Colômbia lança ofensiva contra mineração ilegal em oito departamentos

Por Dialogo
junho 19, 2013







BOGOTÁ — A mineração ilegal na Colômbia estaria superando a coca como principal fonte de renda dos guerrilheiros das Forças Armadas Revolucionárias da Colômbia (FARC) e de grupos armados recém-formados conhecidos como “bandas emergentes” — principalmente nas regiões do país onde há metais e minerais preciosos e a presença do Estado é pequena.


A mineração ilegal de ouro predomina em cerca de 340 dos 1.102 municípios da Colômbia, afirma o ministro da Defesa colombiano, Juan Carlos Pinzón. As FARC estão presentes em 87 desses municípios, o Exército de Libertação Nacional (ELN) em 30 e outras organizações criminosas em 118, segundo o ministro.


Em meados de junho, 67 peças de equipamentos pesados de mineração supostamente pertencentes às FARC foram confiscadas no departamento de Córdoba, no norte do país. Já nas regiões de selva de Guainía e Vaupés, autoridades apreenderam 32 toneladas de coltan — um minério metálico preto e fosco dragado dos rios das proximidades.


Ouro, coltan e tungstênio estão entre os minerais extraídos ilegalmente em 25 dos 32 departamentos da Colômbia, representando uma nova e lucrativa fonte de renda frente à redução no cultivo de coca, segundo as autoridades. Embora a prática não seja uma novidade no país, observadores dizem que a dimensão de sua propagação e o alto rendimento econômico estão causando um alvoroço — levando o presidente Juan Manuel Santos a lançar uma ofensiva contra essas atividades em oito departamentos.


“Este tipo de intervenção é uma necessidade, pois os equipamentos usados na atividade estão causando enormes danos ao país. Não estamos lançando uma ofensiva contra a mineração em geral, muito menos contra a mineração artesanal. Esta é uma operação contra grupos ilegais”, disse Santos.





Guerrilheiros extorquem mineiros em toda a Colômbia





Logo depois das declarações do presidente, o jornal de Medellín El Colombianopublicou imagens da Força Aérea colombiana atacando e destruindo equipamentos de escavação no departamento de Antioquia.


Mais de 2.000 peças de equipamentos pesados estão sendo usadas para mineração nos departamentos de Bolívar, Córdoba e Cauca, além de parques nacionais e outras áreas protegidas, segundo o general Leonardo Pinto, da força-tarefa Nudo del Paramillo, do Exército colombiano.


As guerrilhas e outros grupos armados exigem dos mineiros uma taxa inicial de até cinco milhões de pesos (R$ 5.777) por uma peça de equipamento pesado, seguida da cobrança mensal de dois milhões de pesos (R$ 2.310) para continuarem o trabalho.

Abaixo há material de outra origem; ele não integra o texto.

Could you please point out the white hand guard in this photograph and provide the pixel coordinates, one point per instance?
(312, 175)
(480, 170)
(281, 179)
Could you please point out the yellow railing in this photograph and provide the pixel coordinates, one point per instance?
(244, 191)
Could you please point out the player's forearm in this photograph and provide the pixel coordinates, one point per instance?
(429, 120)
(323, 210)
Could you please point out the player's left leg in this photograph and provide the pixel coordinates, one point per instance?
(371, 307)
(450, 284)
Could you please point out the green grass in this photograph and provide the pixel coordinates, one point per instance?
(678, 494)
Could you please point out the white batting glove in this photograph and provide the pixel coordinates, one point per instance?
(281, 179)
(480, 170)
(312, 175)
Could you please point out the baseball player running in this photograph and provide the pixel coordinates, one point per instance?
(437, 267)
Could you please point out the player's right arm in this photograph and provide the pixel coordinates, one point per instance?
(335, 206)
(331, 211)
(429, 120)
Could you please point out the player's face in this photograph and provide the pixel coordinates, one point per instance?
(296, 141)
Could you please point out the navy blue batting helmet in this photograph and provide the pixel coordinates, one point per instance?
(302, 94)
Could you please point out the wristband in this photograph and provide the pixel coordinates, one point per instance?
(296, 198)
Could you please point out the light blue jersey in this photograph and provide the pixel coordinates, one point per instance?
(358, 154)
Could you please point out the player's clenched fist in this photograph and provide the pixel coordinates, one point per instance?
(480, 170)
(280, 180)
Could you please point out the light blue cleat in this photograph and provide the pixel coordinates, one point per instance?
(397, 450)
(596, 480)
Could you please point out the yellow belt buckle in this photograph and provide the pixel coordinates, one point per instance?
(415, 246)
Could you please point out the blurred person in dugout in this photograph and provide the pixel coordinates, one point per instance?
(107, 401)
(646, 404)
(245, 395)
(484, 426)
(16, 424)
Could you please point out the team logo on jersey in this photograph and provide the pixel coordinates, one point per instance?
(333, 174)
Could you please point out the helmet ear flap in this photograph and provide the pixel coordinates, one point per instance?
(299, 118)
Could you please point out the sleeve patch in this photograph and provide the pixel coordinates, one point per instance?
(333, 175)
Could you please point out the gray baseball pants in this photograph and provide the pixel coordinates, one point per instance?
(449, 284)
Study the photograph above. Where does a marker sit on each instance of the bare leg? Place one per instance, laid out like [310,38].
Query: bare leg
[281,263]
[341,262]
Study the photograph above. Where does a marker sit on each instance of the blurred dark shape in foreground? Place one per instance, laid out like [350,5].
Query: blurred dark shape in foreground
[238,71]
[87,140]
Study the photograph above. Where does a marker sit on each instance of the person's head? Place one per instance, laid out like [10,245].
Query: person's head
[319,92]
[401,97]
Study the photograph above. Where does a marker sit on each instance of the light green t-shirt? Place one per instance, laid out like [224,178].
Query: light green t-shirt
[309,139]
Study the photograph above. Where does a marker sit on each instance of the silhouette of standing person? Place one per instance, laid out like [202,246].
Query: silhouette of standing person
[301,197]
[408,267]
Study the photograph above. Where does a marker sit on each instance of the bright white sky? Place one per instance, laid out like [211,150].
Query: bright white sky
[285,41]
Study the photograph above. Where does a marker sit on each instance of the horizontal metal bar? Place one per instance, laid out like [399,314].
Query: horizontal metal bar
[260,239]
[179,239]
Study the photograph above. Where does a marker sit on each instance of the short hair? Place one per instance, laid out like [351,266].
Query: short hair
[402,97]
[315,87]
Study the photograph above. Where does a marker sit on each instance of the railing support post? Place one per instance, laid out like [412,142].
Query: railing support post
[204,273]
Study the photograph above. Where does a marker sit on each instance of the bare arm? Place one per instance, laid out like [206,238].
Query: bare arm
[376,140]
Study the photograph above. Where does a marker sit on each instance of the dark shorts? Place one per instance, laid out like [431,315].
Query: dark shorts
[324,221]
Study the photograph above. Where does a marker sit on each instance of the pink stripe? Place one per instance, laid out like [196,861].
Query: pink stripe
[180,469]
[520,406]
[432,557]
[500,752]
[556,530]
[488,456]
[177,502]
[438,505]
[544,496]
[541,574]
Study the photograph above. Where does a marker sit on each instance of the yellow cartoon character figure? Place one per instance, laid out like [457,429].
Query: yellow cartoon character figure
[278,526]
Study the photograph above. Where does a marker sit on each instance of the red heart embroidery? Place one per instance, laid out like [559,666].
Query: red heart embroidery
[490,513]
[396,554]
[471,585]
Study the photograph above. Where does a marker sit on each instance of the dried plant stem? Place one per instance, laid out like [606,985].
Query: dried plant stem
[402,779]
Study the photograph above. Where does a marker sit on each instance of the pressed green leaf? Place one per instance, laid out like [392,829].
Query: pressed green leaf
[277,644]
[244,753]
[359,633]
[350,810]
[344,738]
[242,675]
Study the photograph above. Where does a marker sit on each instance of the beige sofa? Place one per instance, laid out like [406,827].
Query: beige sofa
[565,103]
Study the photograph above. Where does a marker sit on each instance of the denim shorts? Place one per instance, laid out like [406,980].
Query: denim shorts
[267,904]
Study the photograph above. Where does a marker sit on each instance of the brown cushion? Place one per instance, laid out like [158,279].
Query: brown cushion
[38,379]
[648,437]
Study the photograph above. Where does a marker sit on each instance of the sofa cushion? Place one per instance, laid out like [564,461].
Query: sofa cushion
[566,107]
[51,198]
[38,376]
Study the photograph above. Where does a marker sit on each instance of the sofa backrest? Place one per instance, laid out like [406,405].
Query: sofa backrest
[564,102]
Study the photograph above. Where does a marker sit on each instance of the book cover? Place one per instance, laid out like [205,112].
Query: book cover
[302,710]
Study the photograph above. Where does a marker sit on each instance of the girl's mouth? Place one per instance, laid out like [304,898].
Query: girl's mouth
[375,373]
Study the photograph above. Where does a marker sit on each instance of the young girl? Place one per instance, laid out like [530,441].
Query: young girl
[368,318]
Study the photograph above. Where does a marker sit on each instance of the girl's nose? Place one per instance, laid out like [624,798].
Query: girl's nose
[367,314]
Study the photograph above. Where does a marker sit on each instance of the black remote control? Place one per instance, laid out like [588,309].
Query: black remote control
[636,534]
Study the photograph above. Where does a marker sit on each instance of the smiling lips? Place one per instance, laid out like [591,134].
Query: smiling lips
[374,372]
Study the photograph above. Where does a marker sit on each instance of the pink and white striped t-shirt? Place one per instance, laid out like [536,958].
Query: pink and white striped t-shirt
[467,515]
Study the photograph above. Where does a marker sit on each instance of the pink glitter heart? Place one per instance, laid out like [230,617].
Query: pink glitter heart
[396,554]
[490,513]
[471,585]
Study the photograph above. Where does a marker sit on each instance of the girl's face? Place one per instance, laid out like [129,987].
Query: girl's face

Em Norosi, cidade do departamento de Bolívar onde, em janeiro, rebeldes do ELN sequestraram um engenheiro canadense que trabalhava para a mineradora Geo Explorer, grupos armados teriam cobrado uma taxa de 50% sobre todo o mineral extraído da terra.

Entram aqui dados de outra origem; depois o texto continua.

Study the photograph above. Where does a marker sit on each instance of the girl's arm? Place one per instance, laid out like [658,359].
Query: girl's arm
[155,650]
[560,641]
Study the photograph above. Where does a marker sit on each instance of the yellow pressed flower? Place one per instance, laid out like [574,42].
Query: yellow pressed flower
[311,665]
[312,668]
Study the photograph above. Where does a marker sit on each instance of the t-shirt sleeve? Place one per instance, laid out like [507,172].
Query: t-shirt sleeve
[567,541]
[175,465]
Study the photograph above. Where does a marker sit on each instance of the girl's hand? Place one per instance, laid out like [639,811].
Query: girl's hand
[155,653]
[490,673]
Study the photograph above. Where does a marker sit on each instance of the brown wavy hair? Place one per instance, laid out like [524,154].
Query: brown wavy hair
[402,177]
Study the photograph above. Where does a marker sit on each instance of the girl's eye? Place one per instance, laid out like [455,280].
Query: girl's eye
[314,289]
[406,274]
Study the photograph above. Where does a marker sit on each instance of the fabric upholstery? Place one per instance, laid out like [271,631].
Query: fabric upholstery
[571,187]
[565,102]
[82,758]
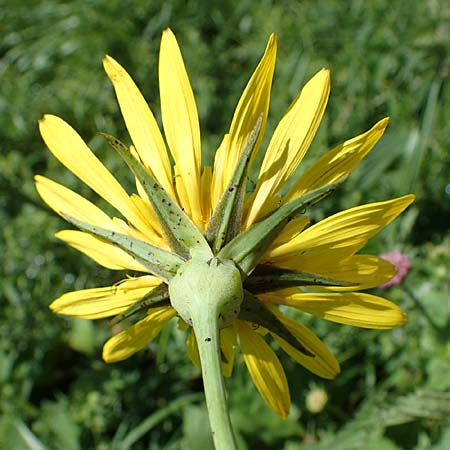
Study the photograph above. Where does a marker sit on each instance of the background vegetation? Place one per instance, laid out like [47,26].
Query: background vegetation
[387,58]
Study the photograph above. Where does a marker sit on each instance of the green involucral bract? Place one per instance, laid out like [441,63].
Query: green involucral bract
[214,286]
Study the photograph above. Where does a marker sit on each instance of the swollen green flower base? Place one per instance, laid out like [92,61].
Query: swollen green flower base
[219,258]
[208,296]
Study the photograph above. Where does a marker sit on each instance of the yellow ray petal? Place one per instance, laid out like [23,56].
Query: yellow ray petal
[363,271]
[180,120]
[253,103]
[337,162]
[104,302]
[352,308]
[68,147]
[323,364]
[103,253]
[64,200]
[345,232]
[123,345]
[141,124]
[265,369]
[292,229]
[290,142]
[206,195]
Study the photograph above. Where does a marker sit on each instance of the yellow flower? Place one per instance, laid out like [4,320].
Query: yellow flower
[324,257]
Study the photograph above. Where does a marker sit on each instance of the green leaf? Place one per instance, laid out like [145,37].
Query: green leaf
[248,247]
[159,262]
[267,278]
[253,310]
[157,295]
[225,223]
[183,236]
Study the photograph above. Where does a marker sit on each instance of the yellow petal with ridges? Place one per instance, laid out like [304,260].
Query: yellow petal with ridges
[126,343]
[265,369]
[180,120]
[337,162]
[206,195]
[103,253]
[353,308]
[253,104]
[363,271]
[65,201]
[68,147]
[323,364]
[104,302]
[347,231]
[141,125]
[290,142]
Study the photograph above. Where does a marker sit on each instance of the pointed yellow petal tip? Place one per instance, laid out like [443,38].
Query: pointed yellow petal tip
[112,68]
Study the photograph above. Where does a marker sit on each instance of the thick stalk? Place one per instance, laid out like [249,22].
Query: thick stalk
[207,334]
[208,295]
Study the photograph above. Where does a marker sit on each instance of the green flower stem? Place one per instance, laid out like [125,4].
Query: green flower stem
[208,295]
[206,331]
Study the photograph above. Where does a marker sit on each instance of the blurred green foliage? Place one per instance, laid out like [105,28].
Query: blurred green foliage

Pinzón admitiu que não será fácil reprimir essas práticas, considerando-se as dificuldades para chegar aos locais remotos onde a presença do Estado é pequena e grupos ilegais são ativos na mineração. Segundo o ministro, as minas ilegais também estão deslocando civis que vivem nas proximidades e provocando sérios danos ambientais.

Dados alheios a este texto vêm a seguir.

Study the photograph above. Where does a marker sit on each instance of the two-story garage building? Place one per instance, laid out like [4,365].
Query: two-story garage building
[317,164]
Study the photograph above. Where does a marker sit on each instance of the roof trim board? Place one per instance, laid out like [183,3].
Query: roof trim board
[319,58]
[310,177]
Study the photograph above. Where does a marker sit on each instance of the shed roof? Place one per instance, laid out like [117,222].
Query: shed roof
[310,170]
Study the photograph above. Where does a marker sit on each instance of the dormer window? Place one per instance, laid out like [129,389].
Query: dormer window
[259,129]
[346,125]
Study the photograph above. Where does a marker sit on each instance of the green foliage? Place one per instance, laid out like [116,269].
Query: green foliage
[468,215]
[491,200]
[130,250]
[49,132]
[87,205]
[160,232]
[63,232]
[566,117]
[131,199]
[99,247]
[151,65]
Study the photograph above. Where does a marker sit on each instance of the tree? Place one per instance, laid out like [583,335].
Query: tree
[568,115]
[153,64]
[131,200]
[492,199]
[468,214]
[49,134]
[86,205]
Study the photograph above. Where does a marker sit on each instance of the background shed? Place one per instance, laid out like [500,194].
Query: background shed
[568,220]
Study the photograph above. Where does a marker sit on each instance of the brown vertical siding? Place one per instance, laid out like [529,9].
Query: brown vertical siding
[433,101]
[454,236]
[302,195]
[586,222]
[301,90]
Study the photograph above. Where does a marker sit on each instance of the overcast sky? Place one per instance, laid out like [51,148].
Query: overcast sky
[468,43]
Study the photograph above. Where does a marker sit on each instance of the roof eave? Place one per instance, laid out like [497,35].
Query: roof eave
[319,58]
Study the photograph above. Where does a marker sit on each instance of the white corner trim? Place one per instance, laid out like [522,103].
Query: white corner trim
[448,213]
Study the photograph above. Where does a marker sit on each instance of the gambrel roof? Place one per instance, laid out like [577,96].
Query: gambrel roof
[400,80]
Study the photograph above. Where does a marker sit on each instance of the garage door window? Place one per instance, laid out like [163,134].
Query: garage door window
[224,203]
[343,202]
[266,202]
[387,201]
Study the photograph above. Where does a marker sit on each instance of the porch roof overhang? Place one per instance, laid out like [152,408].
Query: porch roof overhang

“A mineração ilegal não apenas afeta o meio ambiente e causa danos aos recursos naturais da Colômbia, mas, ao mesmo tempo, gera uma economia que lava dinheiro e financia atividades terroristas. Não podemos permitir que essas ações continuem e, por essa razão, precisamos combater totalmente esta atividade ilegal”, destacou Pinzón.


No Peru está ocorrendo algo similar, imensas extensões de selva cobertas de árvores têm sido desmatadas devido à mineração. O ouro, assim como a riqueza, também corrompe.